Cited 1 times since 2015 (0.3 per year) source: Scopus Netherlands heart journal : monthly journal of the Netherlands Society of Cardiology and the Netherlands Heart Foundation, Volume 23, Issue 6, 01 June 2015, Pages 314-320 Morphological and functional carotid vessel wall properties in relation to cerebral white matter lesions in myocardial infarction patients. Kröner ES, van der Grond J, Westenberg JJ, van der Wall EE, Siebelink HM, Lamb HJ
Atherosclerotic large vessel disease is potentially involved in the pathogenesis of cerebral small vessel disease related to occurrence of white matter lesions (WMLs) in the brain. We aimed to assess morphological and functional carotid vessel wall properties in relation to WML using magnetic resonance imaging (MRI) in myocardial infarction (MI) patients.
Materials and methods
A total of 20 MI patients (90 % male, 61 ± 11 years) underwent carotid artery and brain MRI. Carotid vessel wall thickness (VWT) was assessed, by detecting lumen and outer wall contours. Carotid pulse wave velocity (PWV), a measure of elasticity, was determined using the transit-time method. Patients were divided according to the median VWT into two groups. Brain MRI allowed for the WML score.
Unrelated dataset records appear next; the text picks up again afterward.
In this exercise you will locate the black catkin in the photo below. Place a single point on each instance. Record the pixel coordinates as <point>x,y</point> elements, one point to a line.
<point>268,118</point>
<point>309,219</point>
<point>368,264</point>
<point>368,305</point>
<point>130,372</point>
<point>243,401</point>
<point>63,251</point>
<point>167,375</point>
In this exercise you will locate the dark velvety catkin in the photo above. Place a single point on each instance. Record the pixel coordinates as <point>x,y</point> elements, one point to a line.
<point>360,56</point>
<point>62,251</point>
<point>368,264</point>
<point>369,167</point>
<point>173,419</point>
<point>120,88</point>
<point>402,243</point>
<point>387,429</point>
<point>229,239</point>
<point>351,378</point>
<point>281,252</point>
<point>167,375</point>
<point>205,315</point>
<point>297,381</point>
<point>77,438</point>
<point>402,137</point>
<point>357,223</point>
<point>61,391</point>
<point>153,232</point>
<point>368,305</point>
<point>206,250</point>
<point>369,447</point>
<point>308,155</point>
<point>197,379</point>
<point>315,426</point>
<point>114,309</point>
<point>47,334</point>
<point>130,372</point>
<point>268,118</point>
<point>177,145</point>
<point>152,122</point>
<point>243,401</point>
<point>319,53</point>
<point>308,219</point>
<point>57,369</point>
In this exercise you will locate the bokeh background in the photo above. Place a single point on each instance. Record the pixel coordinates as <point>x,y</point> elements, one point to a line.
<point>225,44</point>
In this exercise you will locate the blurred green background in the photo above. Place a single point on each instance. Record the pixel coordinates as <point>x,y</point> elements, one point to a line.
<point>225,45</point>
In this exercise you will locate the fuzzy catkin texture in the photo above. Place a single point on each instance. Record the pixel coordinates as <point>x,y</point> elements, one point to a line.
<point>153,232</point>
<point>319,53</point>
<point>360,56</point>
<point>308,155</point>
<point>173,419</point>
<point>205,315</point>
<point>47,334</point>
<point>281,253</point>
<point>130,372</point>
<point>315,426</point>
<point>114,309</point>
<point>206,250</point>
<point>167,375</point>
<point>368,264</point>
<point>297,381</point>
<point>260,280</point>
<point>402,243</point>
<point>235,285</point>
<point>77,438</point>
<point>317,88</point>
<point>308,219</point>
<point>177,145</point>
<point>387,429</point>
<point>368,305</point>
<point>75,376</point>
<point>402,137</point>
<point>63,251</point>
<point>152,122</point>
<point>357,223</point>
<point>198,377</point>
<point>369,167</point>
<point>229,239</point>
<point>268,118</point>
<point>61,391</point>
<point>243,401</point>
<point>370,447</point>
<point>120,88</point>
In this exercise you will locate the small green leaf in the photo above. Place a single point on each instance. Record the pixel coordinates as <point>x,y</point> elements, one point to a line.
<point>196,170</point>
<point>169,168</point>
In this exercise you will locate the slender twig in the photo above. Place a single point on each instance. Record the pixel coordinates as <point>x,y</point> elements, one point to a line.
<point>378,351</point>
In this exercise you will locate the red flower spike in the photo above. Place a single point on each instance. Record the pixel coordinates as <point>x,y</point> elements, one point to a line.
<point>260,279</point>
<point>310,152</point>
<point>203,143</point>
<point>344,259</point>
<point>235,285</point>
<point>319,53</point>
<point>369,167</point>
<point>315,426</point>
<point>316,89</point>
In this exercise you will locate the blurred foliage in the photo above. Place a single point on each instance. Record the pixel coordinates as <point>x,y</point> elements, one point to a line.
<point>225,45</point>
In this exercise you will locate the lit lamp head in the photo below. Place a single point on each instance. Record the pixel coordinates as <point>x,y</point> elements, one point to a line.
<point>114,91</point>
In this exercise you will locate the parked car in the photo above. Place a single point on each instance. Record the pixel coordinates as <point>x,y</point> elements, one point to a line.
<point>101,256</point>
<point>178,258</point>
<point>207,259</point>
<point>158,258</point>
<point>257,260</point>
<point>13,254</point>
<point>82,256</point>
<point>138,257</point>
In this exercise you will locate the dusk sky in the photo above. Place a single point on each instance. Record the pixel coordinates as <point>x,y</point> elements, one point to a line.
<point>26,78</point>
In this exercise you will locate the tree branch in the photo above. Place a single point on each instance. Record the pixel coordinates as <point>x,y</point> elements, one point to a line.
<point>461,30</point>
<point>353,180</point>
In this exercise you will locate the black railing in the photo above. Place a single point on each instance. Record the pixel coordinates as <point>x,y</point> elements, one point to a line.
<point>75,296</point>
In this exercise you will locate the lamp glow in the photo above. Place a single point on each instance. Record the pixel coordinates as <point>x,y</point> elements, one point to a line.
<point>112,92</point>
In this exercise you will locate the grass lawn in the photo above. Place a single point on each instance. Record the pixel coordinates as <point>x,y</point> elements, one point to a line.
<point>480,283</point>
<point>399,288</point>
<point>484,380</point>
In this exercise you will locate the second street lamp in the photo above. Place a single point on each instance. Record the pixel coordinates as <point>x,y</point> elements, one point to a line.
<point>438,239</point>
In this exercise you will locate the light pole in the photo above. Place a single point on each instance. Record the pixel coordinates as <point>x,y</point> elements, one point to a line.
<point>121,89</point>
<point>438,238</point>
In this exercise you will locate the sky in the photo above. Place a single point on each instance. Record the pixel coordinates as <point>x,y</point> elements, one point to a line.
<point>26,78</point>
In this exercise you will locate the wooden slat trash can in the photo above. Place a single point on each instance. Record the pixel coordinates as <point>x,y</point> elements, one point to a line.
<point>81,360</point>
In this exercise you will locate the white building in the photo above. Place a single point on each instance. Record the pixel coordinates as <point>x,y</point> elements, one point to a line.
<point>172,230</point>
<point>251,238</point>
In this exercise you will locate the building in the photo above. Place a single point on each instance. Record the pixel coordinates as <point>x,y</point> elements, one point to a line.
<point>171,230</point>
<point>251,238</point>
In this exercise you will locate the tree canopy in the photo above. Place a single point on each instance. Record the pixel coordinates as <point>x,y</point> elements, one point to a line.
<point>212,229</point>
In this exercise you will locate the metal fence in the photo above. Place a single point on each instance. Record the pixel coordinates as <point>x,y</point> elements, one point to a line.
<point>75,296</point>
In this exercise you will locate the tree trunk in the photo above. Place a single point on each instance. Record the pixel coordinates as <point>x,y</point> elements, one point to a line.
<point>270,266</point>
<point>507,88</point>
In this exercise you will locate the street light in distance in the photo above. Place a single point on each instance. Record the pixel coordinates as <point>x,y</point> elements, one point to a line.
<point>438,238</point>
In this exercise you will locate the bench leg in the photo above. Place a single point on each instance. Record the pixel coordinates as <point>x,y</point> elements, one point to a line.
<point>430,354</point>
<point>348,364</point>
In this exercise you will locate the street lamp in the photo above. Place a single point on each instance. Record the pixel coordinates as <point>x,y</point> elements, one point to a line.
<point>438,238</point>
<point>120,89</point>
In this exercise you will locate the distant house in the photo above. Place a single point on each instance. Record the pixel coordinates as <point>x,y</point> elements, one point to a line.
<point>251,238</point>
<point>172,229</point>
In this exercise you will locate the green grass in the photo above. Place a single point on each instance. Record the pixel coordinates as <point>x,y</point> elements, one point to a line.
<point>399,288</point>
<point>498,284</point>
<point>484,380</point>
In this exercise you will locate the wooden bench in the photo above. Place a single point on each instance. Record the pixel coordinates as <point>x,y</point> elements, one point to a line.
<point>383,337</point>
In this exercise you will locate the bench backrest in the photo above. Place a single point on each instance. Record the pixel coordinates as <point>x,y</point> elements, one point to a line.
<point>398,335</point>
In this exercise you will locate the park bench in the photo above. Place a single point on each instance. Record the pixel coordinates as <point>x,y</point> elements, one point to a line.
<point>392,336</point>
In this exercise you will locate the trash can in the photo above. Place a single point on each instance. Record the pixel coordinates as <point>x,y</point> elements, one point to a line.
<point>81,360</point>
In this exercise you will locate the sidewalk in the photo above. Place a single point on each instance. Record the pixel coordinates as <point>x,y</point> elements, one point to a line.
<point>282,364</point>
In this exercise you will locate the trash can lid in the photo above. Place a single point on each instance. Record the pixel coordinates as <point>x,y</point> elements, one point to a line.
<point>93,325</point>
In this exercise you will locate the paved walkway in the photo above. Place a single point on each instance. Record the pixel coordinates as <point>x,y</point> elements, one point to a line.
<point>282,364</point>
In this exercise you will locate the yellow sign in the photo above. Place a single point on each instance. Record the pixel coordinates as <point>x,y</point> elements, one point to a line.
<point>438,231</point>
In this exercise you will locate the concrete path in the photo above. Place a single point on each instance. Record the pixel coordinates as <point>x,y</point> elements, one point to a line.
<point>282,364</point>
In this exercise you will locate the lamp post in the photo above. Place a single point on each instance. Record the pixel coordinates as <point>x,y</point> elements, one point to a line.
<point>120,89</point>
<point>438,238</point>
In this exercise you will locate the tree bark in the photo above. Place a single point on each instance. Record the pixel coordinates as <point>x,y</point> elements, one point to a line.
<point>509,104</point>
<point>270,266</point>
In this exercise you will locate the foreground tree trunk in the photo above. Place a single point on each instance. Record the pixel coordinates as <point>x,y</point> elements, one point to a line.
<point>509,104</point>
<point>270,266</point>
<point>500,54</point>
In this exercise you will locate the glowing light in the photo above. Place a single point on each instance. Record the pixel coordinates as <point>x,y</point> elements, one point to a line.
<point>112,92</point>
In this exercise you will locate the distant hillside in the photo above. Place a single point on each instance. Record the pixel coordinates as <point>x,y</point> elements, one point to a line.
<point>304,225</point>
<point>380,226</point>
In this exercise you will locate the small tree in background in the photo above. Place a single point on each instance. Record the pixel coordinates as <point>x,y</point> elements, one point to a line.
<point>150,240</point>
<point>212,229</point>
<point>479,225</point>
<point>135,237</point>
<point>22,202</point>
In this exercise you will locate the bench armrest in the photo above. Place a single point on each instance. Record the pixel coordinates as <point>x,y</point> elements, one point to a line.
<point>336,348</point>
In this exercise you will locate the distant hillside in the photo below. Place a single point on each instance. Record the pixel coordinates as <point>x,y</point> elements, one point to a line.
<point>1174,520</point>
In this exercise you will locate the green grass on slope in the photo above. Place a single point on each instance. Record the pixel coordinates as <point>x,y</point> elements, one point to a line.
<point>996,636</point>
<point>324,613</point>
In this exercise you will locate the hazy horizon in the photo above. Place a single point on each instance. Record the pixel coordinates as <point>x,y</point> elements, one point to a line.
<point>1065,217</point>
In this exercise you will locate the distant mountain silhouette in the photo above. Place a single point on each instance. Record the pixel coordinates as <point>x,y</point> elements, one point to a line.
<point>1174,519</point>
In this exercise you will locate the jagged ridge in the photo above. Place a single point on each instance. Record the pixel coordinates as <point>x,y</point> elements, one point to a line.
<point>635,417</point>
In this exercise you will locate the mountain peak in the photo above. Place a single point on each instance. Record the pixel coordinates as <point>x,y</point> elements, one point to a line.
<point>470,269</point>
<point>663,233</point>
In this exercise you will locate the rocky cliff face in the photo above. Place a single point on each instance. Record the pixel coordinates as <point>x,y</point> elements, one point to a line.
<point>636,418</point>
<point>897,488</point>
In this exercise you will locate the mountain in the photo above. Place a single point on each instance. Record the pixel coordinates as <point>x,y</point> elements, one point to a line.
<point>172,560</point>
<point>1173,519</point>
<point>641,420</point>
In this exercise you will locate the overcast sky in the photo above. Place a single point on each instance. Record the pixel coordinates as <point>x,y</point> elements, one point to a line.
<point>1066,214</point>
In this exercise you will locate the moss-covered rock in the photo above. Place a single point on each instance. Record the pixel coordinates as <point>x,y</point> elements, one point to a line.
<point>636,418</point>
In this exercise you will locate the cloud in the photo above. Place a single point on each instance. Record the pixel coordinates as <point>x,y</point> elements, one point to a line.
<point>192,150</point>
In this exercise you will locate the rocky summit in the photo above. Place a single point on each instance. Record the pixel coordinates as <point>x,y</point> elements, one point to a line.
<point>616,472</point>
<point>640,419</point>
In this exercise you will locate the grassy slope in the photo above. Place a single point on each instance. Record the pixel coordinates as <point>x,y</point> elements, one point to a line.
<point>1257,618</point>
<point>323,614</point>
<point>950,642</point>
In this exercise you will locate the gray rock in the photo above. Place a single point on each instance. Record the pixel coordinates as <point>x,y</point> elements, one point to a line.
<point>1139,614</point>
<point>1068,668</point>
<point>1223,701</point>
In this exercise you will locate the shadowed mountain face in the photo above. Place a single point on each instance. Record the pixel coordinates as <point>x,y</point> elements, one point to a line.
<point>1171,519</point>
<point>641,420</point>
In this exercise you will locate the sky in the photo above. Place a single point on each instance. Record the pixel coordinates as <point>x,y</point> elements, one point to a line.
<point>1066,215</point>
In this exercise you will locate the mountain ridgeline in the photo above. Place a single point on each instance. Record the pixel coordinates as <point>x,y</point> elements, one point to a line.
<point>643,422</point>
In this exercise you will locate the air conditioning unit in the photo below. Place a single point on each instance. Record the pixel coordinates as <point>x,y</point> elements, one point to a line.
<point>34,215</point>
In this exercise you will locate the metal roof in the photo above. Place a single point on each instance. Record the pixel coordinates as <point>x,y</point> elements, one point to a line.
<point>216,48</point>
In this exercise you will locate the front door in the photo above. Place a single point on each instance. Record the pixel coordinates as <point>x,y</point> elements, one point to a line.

Mean VWT was 1.41 ± 0.29 mm and mean carotid PWV was 7.0 ± 2.2 m/s. A significant correlation (Pearson r = 0.45, p = 0.046) between VWT and PWV was observed. Furthermore, in the group of high VWT, the median WML score was higher as compared with the group with lower VWT (4.0 vs 3.0, p = 0.035).
Carotid artery morphological and functional alterations are correlated in MI patients. Patients with high VWT showed a higher amount of periventricular WMLs. These findings support the hypothesis that atherosclerotic large vessel disease is potentially involved in the pathogenesis of cerebral small vessel disease.